U.S. electricity consumption is recovering from the lows seen during the peak of the pandemic last year, but a full recovery to the 2019 levels will only be seen next year, Lynn Good, president and chief executive officer of one of the biggest U.S. utilities, Duke Energy, told Yahoo Finance this week.
Duke Energy suffered a decline in electric usage driven by a fall in demand from industrial customers, as well as commercial customers such as colleges, universities, and restaurants, Good said.
For the whole year of 2020, the decline in electricity load was about 3 percent, although at the start of the pandemic, it was 10-15 percent at industrial customers, she added.
Duke Energy serves some 7.8 million customers across six states in the Midwest and the South.
Going forward, Duke Energy is optimistic about electricity demand recovery.
“We are optimistic about the rebound,” Good told Yahoo Finance.
“But we still believe it’s going to take us until 2022 to get back to 2019 levels.”
This year, signs have already started to emerge that the American economy is accelerating, which is expected to result in a rebound in electricity use.

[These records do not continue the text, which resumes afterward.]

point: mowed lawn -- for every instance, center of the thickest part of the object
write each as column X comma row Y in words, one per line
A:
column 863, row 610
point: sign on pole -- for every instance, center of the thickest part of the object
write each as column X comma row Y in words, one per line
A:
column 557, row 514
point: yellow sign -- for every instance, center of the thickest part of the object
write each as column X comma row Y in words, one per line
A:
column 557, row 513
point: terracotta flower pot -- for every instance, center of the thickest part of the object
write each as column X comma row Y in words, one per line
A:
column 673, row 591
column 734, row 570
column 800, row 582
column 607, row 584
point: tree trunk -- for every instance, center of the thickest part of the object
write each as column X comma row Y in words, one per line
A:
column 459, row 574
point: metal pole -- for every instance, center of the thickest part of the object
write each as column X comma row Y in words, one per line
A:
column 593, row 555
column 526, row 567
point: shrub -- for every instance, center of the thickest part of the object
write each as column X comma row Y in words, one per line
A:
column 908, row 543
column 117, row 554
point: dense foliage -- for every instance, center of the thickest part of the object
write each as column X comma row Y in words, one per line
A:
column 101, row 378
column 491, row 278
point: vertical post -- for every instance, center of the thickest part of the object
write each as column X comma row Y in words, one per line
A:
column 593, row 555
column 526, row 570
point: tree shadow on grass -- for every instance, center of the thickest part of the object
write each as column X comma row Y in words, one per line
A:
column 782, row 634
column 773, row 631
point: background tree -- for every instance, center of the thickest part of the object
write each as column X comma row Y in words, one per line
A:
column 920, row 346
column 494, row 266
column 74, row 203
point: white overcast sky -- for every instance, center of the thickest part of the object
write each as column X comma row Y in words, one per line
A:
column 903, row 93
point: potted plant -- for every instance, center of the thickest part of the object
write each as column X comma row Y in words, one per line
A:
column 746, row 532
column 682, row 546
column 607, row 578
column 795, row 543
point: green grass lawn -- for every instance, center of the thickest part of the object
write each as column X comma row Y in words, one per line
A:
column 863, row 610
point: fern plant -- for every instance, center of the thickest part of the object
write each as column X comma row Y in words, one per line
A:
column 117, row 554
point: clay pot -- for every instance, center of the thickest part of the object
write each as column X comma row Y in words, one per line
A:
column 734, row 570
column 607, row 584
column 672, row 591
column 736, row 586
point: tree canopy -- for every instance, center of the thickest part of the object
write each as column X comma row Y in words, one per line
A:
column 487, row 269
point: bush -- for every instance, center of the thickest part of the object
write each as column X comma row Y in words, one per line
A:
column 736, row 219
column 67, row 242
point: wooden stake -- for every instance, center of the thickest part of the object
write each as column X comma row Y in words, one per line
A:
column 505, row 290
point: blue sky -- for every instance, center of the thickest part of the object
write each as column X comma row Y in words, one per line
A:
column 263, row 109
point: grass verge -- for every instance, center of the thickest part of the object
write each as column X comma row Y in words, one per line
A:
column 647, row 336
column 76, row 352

“Amid progress on vaccinations and strong policy support, indicators of economic activity and employment have strengthened,” the Fed said in its FOMC statement this week, adding that it would continue with its easy monetary policy to support the economy and the flow of credit to U.S. households and businesses.
U.S. real gross domestic product (GDP) increased at an annual rate of 6.4 percent in the first quarter of 2021, according to the “advance” estimate released by the Bureau of Economic Analysis on Thursday. In the fourth quarter of 2020, real GDP increased 4.3 percent.
The EIA forecasts in its latest Short-Term Energy Outlook (STEO) that electricity consumption in the United States would increase by 2.1 percent this year, after falling by 3.8 percent in 2020. Electricity sales to the industrial sector are set to grow by 4.2 percent, while retail sales of electricity to the commercial sector will increase by 0.7 percent in 2021, thanks to improving economic conditions. For 2022, the EIA expects U.S. electricity consumption will grow by another 1.3 percent.